Exhuma: Is the Movie Inspired by Real Events?

A Jang Jae-hyun directorial, ‘Exhuma,’ or ‘Pamyo,’ weaves a tale of shamanism and supernatural horror in rural South Korea. Shaman Hwa-rim and Bong-gil are hired by a rich family to dispel a curse haunting them. Visiting the family’s home in the hills, the shamans ascertain that an angered ancestor is behind the curse and must be exhumed and buried elsewhere to be appeased. The sinister energy of the ancestor prompts Hwa-rim to involve Sang-deok, a Feng Shui master and undertaker Yeong-geu, to assist in the ritual exhumation.

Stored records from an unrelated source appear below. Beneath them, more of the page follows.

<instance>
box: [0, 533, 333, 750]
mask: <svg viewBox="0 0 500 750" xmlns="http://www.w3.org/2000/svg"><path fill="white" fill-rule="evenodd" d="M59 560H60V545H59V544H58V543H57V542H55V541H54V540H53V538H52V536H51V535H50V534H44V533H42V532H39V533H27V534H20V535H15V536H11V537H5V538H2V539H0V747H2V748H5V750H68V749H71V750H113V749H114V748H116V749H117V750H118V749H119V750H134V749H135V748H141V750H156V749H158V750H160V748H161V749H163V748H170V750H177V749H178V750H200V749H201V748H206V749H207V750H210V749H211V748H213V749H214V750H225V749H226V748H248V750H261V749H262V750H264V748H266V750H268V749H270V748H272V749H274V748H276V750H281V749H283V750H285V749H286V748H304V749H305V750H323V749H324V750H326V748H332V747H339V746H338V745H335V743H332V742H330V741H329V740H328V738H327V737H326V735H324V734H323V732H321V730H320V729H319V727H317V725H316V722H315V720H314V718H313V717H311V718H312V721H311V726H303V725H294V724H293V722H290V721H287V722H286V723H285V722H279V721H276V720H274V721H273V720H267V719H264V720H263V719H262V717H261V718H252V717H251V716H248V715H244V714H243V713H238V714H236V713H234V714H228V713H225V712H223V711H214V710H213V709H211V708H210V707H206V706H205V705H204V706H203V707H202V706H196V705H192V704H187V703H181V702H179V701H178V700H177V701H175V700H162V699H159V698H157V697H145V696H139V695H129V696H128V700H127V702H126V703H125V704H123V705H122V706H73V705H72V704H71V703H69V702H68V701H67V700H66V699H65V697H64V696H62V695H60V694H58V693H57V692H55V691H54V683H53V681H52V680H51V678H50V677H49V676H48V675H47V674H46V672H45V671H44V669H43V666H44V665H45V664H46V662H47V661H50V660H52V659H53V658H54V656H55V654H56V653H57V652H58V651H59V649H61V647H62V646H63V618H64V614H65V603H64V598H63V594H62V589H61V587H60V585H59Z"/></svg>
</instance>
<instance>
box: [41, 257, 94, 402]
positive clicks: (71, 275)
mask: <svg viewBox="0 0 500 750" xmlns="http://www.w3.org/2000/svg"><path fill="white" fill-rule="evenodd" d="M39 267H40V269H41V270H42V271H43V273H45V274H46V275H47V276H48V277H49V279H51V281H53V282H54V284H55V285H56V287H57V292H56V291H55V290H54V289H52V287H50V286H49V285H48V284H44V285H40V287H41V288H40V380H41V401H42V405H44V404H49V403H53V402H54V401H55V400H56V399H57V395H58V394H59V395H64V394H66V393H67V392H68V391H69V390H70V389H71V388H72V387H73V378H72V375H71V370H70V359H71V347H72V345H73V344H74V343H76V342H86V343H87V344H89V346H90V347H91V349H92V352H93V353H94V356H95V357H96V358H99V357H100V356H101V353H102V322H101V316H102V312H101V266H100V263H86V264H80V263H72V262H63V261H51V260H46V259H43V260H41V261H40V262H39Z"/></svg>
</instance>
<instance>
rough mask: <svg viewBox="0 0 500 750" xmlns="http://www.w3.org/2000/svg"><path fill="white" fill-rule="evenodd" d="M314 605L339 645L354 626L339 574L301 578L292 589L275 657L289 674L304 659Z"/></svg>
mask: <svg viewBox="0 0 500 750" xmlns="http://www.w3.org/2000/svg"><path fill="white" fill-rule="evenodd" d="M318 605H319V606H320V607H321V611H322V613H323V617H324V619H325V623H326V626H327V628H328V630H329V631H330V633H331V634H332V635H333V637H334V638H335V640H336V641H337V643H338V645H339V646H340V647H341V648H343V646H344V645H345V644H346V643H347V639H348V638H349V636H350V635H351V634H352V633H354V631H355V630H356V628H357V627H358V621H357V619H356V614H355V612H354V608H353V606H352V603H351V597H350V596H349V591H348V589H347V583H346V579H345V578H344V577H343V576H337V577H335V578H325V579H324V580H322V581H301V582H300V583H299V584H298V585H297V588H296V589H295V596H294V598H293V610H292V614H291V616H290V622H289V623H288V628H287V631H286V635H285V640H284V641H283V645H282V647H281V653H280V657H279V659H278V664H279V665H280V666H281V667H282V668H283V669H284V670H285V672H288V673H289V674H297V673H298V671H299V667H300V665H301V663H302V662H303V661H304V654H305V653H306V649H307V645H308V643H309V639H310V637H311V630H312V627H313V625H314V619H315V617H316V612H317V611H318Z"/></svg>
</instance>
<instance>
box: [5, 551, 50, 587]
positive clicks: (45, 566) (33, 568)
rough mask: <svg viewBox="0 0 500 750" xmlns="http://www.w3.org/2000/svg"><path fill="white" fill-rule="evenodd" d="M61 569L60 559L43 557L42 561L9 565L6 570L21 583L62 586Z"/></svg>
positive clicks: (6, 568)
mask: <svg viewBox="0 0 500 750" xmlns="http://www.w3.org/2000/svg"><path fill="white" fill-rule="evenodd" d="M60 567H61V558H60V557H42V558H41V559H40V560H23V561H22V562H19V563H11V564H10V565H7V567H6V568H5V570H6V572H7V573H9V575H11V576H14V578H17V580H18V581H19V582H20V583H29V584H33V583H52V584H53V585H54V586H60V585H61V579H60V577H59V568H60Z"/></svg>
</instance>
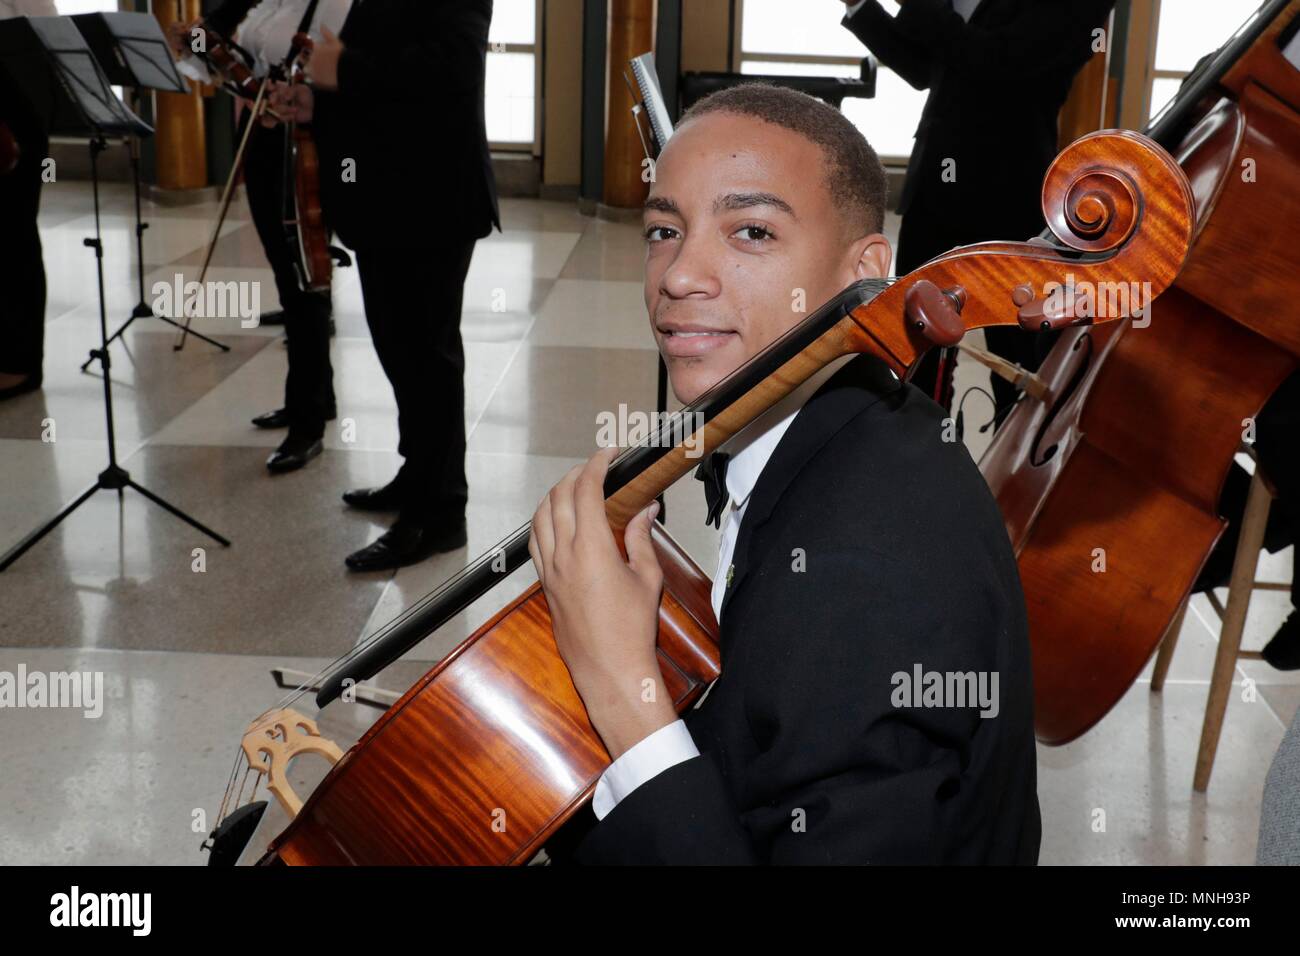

However, an ill omen casts a shadow over the ritual, and rain prevents the family’s plans for the coffin’s cremation. When seeming grave robbers open the casket at night, they unleash a sepulchral horror upon them all. The film’s depiction of intricate shamanistic rituals, folklore, and South Korean history prompts us to dig deeper into its inspirations and origins.

Exhuma Combines Folklore with South Korean History to Personify Its Horrors

Jang Jae-hyun wrote ‘Exhuma,’ inspired by witnessing a grave exhumation and the shamanistic practices associated with it. The exhumation ritual is often done to remedy the wounds of the past, reminding Jae-hyun of the now-buried wounds suffered by South Korea as a nation. Thus, the film was developed with the dual narratives of the characters’ story of a family curse and the historical storyline involving Japan’s residual curse on South Korea. Also featured prominently in the film are the concepts of shamanism, Feng Shui, and urban legends, which were extensively studied by the writer-director as he penned the script.

Jae-hyun had initially been fascinated with the exhumation process as a child. When he happened to witness it by chance in later years, he was struck with the idea of building a haunting story around it. This led him down the path of extensive research, consulting real-life morticians, shamans, and Feng Shui masters while observing more than 15 exhumations. The idea of combining the exhumation storyline with national history came to him with a shocking event taking place during his study.

“One day, an undertaker (I was consulting for the film) called me in the early morning and I followed him to an exhumation site in a hurry because an immediate family member of the dead had a stroke. Surprisingly, there was a leak in the drainage and the coffin had water inside. So they performed the cremation with a torch on the spot,” he said in an interview. “That day, I could feel that the sentiment behind the ritual of ‘pay’ is about pulling out the past and removing it. If we consider our country’s land as a ‘person,’ it is a victim that has suffered many wounds. So, I thought we should ‘pamyo’ that.”

Pamyo is the South Korean word for exhumation, with Jae-hyun referencing the country’s occupation under Imperial Japan as one of the major wounds. Wishing to exhume such events and make them concepts driving his narrative, the writer-director dug deeper and came across a fascinating urban legend. During the early and mid-19th century, the Korean population prominently believed in the practices of Feng Shui or Pungsu-jiri. These involved consulting experts and traditions regarding the positioning of the houses, furniture, temples, graves, etc., to maintain harmony and bring good fortune. The associated practices of Feng Shui are profoundly intricate and overlap with shamanism and Taoism.

Image Credit: San-Shin

During the Japanese occupation between 1910 and 1945, the imperialist rulers were against such practices. A theory began to emerge that alleged that the Japanese had hammered iron rods along the country’s sacred mountain ranges, disrupting the flow of energies to their land. The urban legend came alive when a private mountain climbing club went on an expedition to Mount Bukhan, looking for the rods and discovered 27 of them in the early 1980s. While some argued that they had likely been placed in the mountains to mark a path, the news fanned the flames of long-held suspicions. 15 of the rods were donated to the Independence Hall of Korea.

In the film, the Japanese Samurai ghoul is shown buried with an iron sword in his body, acting like a large Feng Shui-disrupting iron rod himself. It is in order to keep his existence a secret that the Monk Kitsune advocated for the family’s ancestor to be buried on top of the Japanese relic. Additionally, the ancestor had been a traitor to his fellow citizens, siding with the Japanese for wealth. This is also in line with historical turncoats resented by the population for siding with Imperial Japan.

Thus, the first monster faced by the shamans is symbolic of the betrayal of their own people, and the second is a ghoul Samurai general who had killed 10,000 Koreans, an on-the-nose depiction of Imperial Japanese. Jang Jae-hyun channels the historical anger in South Korea against their oppressors and traitors into a subterranean narrative in ‘Exhuma.’ The writer-director carried out extensive research into the subject matter, practically witnessing and learning about the shamanistic rituals and Feng Shui. He combined this knowledge of folklore with traumatic elements of national history and blended it into a compelling horror thriller featuring traditional rituals, geomancy, and family intrigue.